Amid budget troubles, Boise State finds $55,000 to bring in rapper for 'free' concert
Despite waning state support for higher education during the past few years, Boise State University (BSU) found a way spend at least $55,000 to bring rapper Lupe Fiasco to perform at the Taco Bell arena Saturday for the school’s 37th annual “Spring Fling.”
According to documents obtained by IdahoReporter.com, the performance was funded by student fees, which every student pays as part of the total bill for attending the school.
Officials defended the pricy performance, saying that it was a good way for students to relax after long semesters of difficult studies.
It appears that the school may look to partner with the private sector next year as a way to defray costs and generate additional interest in the event, which is put on by the Student Programs Board.
While Fiasco’s performance fee was $55,000 for the show, his contract with the school also includes an extensive list of goodies, treats, and amenities the performer and his crew wanted in the dressing room. The list includes Starburst, beef jerky, Golden Oreos, Captain Crunch, Red Bull, Lay’s potato chips, and fresh-cut flowers, among a host of other items. The school also provided a catered meal, a town car, and a 15-passenger van for Fiasco and his band.
Sami Johnson, director of the Student Programs Board at the school, said there was no profit made at the event, but noted that wasn’t the point. “Student Programs Board did not generate any profits from the event, nor did we intend to,” said Johnson. “The event is funded by student fees and is intended to provide free entertainment for the student population.”
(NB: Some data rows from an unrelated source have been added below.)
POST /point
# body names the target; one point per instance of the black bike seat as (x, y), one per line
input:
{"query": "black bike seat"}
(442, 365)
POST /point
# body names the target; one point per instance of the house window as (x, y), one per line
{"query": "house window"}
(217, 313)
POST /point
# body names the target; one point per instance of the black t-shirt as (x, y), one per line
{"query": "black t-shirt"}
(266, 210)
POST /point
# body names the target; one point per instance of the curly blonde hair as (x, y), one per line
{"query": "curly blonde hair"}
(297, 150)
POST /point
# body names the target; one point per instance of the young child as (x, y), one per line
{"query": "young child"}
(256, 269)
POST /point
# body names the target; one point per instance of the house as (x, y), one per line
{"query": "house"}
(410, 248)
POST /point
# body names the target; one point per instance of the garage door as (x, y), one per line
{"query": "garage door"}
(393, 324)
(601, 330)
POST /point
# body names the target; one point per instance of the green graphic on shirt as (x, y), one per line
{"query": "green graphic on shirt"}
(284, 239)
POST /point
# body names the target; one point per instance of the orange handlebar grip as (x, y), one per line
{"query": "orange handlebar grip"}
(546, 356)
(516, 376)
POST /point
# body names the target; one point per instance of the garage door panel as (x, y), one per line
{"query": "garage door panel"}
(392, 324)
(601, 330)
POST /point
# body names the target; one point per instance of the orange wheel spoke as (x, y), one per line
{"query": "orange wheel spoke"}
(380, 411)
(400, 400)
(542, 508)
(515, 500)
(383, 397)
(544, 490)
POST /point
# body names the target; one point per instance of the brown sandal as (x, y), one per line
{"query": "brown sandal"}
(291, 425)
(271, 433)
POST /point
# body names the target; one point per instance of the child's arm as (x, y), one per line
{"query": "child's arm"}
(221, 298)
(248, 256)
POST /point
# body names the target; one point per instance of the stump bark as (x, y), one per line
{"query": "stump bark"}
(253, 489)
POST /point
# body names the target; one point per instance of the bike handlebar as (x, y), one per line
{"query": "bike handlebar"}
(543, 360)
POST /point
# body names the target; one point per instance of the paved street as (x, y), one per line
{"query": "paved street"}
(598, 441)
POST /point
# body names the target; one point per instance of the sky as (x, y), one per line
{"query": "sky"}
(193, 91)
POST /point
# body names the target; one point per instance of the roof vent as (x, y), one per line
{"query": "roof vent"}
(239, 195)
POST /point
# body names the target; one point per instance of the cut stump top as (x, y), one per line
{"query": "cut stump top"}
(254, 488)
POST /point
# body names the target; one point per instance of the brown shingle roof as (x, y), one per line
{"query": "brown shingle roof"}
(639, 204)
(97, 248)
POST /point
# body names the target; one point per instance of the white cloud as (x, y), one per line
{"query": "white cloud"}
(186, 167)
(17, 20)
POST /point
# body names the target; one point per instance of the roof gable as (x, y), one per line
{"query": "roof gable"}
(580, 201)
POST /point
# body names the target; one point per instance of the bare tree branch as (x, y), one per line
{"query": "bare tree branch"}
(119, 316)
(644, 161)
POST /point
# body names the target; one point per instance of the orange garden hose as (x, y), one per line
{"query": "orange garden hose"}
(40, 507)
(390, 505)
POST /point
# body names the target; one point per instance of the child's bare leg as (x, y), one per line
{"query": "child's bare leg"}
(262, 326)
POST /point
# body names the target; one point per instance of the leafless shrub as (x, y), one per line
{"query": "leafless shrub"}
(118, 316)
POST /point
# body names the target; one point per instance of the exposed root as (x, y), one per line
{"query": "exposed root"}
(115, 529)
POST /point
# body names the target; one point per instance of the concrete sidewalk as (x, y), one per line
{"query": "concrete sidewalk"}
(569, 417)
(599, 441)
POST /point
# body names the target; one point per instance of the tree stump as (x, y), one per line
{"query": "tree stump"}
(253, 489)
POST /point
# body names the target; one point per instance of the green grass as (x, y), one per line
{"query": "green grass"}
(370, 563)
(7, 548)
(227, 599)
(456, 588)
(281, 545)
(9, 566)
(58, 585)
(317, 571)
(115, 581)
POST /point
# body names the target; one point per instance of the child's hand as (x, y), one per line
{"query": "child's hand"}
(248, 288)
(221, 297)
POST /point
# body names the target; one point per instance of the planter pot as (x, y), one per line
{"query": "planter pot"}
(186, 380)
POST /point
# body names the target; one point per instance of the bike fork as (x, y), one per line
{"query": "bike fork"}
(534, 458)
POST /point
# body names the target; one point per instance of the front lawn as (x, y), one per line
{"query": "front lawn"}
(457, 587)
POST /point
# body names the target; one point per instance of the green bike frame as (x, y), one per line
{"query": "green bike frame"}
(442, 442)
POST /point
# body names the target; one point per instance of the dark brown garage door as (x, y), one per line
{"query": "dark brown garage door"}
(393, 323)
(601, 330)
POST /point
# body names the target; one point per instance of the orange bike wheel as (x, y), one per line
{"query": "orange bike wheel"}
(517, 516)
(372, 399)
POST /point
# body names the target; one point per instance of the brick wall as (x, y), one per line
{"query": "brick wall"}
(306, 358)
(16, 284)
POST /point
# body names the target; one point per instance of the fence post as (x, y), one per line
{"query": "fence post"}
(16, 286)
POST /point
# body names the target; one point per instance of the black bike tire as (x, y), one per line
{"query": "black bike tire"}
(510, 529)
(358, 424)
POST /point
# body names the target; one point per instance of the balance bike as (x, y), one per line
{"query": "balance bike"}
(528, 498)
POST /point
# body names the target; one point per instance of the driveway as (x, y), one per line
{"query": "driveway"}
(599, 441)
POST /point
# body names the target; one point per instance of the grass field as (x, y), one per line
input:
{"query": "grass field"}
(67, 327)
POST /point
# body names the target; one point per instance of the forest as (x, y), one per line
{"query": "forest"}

But the event wasn’t technically free. While admission to Taco Bell arena was not charged, students attending school in the fall and spring footed the bill, even if they didn’t attend. Students are charged a $6 fee to fund the board each time they pay tuition. With only about 5,000 people attending the event – including non-student community members – it appears that many of Boise State’s 20,000 students paid for a concert they didn’t want to attend.
The board partnered with 103.3 KISS FM, a Boise radio station to promote the event. The radio station, however, provided no financial support to help pay the performer’s fee.
Johnson said that there was no discussion about working with entities from the private sector to share the cost of the performance, but indicated that would be part of the conversation next year. “After conversations with radio groups and the arena, the possibility of a partnership is open for next year's event,” she said. “Moving forward, in order to book in-demand artists we will explore ways to minimize the artist's performance fee.”
Brandie Vanorder, president of the Associated Students of Boise State University (ASBSU), defended the cost to bring the performer to town. “Despite financial strains, I absolutely support the decision to pay to bring rapper Lupe Fiasco to Boise State for a free concert,” said Vanorder. “All things considered, I think this is the type of event that gets students excited to be a part of Boise State, and it's perfect timing to de-stress and take a break between dead week and finals.”
Dead week is the week prior to finals in which students are finishing regular course work before taking course-end exams. Finals for students begin Monday and school ends Friday. Graduation for BSU is Saturday.
The performance comes about two weeks after BSU’s request for a 5 percent tuition and fee increase was approved by the Idaho State Board of Education. BSU has more than doubled tuition in the last decade. In 2001, students paid $2,450 per year for tuition and fees. In 2011, that cost has jumped to $5,566 a year.